= Kirsti Voldnes =

Norwegian middle-distance runner

Kirsti Voldnes, married Løvnes (born 10 July 1963) is a retired Norwegian middle distance runner.

She finished eleventh in the 1500 metres at the 1979 European Junior Championships, sixth in the 800 metres at the 1980 European Indoor Championships and won the bronze medal in the 1500 metres at the 1981 European Junior Championships. She also competed at the 1981 European Indoor Championships without reaching the final. At the 1984 World Cross Country Championships she finished 75th in the individual competition and 8th in the team competition.

Voldnes competed for the Nebraska Cornhuskers track and field team in the NCAA. She later competed for the Clemson Tigers track and field team in the NCAA, placing 3rd in the 1500 m at the 1985 NCAA Division I Indoor Track and Field Championships.
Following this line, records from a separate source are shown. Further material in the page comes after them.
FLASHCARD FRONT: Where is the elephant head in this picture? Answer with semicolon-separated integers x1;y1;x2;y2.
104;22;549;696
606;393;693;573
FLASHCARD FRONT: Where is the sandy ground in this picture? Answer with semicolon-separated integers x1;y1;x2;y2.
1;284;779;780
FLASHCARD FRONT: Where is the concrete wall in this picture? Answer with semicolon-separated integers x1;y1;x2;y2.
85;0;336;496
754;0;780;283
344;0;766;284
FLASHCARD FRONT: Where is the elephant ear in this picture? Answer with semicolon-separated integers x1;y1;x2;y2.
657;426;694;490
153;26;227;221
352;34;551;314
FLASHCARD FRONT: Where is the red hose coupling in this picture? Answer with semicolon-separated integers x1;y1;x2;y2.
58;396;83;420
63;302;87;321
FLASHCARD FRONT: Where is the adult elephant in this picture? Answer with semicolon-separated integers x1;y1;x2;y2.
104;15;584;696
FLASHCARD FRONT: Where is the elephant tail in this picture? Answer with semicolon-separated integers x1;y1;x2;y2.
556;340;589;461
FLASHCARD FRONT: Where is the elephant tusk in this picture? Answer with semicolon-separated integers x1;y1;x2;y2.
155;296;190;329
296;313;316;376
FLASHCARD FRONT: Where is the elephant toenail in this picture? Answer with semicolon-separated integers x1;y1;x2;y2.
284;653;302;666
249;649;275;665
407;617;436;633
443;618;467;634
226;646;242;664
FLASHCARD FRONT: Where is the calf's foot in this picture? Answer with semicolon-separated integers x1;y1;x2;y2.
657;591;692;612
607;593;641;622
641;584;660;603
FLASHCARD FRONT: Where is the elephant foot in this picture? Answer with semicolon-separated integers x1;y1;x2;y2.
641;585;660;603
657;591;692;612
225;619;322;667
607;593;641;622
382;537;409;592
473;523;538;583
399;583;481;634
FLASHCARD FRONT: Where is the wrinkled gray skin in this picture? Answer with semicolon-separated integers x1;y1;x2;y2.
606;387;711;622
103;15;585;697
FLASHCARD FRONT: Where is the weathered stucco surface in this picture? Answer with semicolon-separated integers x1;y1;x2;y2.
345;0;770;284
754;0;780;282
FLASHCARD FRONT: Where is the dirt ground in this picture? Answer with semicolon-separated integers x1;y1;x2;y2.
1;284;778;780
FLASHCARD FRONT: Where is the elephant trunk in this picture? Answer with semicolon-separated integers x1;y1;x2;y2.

Voldnes became Norwegian 800 metres champion in 1980, won the silver medal in 1981 and bronze medals in 1979 and 1983. She represented the club IK Våg. Her main competitor was Randi Langøigjelten. She is the mother of steeplechase runner Ingeborg Løvnes. In 2016, Ingeborg Løvnes won her first national championship, equalling her mother who also took one title.